Hiper-homocisteinemia e síndrome antifosfolípide primária

26/10/2009

Revista Brasileira de Reumatologia

 

Resumo

CARVALHO, Jozélio Freire de; CALEIRO, Maria Teresa Correia  e  BONFA, Eloísa. Hiper-homocisteinemia e síndrome antifosfolípide primária. Rev. Bras. Reumatol. [online]. 2009, vol.49, n.4, pp. 337-345. ISSN 0482-5004.  doi: 10.1590/S0482-50042009000400002.

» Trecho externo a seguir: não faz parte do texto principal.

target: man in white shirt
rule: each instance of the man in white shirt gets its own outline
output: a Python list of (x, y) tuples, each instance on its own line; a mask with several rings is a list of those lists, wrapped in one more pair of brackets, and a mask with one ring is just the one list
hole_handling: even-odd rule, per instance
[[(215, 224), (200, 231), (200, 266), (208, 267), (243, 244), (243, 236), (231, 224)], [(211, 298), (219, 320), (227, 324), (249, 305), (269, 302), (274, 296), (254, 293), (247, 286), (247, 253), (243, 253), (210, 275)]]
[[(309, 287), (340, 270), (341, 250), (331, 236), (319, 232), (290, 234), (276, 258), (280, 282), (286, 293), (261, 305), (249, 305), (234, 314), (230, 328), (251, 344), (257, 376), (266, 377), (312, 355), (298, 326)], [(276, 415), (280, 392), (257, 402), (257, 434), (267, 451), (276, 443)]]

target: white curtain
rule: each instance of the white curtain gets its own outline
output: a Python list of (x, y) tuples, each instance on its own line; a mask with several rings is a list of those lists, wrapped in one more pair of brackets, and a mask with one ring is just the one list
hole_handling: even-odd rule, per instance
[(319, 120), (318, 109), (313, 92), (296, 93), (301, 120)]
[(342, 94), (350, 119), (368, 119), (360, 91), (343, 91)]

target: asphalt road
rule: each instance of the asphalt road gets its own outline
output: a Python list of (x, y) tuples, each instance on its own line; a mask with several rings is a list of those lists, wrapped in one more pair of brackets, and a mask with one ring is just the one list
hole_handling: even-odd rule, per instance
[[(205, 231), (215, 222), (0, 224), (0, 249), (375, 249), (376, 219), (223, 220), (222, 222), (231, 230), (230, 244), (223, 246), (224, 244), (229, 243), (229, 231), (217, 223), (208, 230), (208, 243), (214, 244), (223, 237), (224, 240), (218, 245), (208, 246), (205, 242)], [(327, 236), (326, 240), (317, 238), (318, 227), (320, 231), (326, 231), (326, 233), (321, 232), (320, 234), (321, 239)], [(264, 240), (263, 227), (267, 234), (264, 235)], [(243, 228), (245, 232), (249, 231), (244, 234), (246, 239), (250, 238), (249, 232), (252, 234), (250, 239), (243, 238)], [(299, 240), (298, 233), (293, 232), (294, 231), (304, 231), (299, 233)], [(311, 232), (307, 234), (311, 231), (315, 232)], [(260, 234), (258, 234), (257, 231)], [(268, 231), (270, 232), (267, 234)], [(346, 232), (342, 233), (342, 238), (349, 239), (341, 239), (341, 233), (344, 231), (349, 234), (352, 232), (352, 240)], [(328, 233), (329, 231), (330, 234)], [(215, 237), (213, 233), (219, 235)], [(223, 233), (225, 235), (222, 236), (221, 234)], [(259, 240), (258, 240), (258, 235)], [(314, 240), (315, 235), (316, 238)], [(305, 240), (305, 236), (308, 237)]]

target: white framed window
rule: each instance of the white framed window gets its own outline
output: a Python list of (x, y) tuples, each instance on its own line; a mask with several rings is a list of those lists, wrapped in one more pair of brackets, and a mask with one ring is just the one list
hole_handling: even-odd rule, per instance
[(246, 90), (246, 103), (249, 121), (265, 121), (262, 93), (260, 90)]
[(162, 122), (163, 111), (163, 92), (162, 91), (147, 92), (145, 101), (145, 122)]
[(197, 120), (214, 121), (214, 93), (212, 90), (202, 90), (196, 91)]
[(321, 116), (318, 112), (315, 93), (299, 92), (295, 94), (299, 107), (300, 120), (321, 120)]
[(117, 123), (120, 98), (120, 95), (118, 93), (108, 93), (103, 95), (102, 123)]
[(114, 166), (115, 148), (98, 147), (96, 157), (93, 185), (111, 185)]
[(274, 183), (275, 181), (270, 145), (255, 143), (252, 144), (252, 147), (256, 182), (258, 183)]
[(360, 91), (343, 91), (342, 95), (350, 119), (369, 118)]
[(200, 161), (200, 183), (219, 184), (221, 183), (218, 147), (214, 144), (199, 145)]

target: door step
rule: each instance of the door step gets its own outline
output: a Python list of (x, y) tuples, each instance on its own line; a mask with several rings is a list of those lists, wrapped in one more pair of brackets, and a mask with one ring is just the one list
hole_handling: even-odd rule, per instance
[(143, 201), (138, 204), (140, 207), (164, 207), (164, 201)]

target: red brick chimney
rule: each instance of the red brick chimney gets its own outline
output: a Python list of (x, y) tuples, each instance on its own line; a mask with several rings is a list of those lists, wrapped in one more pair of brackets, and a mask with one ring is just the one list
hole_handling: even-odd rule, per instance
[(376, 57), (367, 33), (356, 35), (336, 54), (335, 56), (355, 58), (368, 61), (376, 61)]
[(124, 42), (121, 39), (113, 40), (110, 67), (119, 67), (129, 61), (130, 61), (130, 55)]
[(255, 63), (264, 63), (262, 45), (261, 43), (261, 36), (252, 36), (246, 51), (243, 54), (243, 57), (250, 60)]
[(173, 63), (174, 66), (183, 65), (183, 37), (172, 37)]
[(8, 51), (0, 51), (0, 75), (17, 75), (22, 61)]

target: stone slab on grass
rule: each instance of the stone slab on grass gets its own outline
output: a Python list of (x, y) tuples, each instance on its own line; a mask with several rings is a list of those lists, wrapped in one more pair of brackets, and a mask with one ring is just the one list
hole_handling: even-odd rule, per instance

OBJETIVOS: Investigar a prevalência de hiper-homocisteinemia e suas possíveis associações clínicas e laboratoriais em pacientes com síndrome antifosfolípide primária (SAFP). PACIENTES E MÉTODOS: Estudo transversal de 27 pacientes (88% mulheres) com SAFP (critérios de Sapporo). Foram avaliados dados demográficos, clínicos, comorbidades, medicações, anticorpos antifosfolípides, colhendo-se uma amostra de sangue para dosagem da homocisteína, pela técnica de cromatografia líquida de alta resolução. RESULTADOS: Seis (22%) dos 27 pacientes apresentaram níveis de homocisteinemia acima dos valores normais (98,7 ± 8,9 versus 8,0 ± 2,9 ¼M, P = 0,0008). Comparando-se o grupo de pacientes com hiper-homocisteinemia com aquele que apresentava níveis normais, verificou-se que ambos os grupos de pacientes com SAFP não diferiram estatisticamente em relação aos dados demográficos (idade, cor branca, peso, altura e índice de massa corporal), bem como ao tempo de duração de doença (64 ± 39,6 versus 77,9 ± 61,3 meses, P = 0,32). Nenhum dos grupos apresentou diferenças quanto às manifestações da doença (eventos arteriais, venosos e obstétricos, trombose venosa profunda, tromboembolismo pulmonar, plaquetopenia, infarto agudo do miocárdio, angina e acidente vascular cerebral), comorbidades (hipertensão arterial e dislipidemia), ao estilo de vida (atividade física e tabagismos atual e pregresso), bem como ao uso de medicações (corticoide atual e pregresso, estatina, cloroquina e ácido acetilsalicílico). A prevalência e os títulos de anticorpos anticardiolipina foram semelhantes em ambos os grupos. CONCLUSÃO: A hiper-homocisteinemia pode ser detectada em cerca de um quarto da população com SAFP, sem associação com características distintivas clínicas e laboratoriais dessa doença.

Palavras-chave : síndrome antifosfolípide primária; hiper-homocisteinemia; trombose; clínica.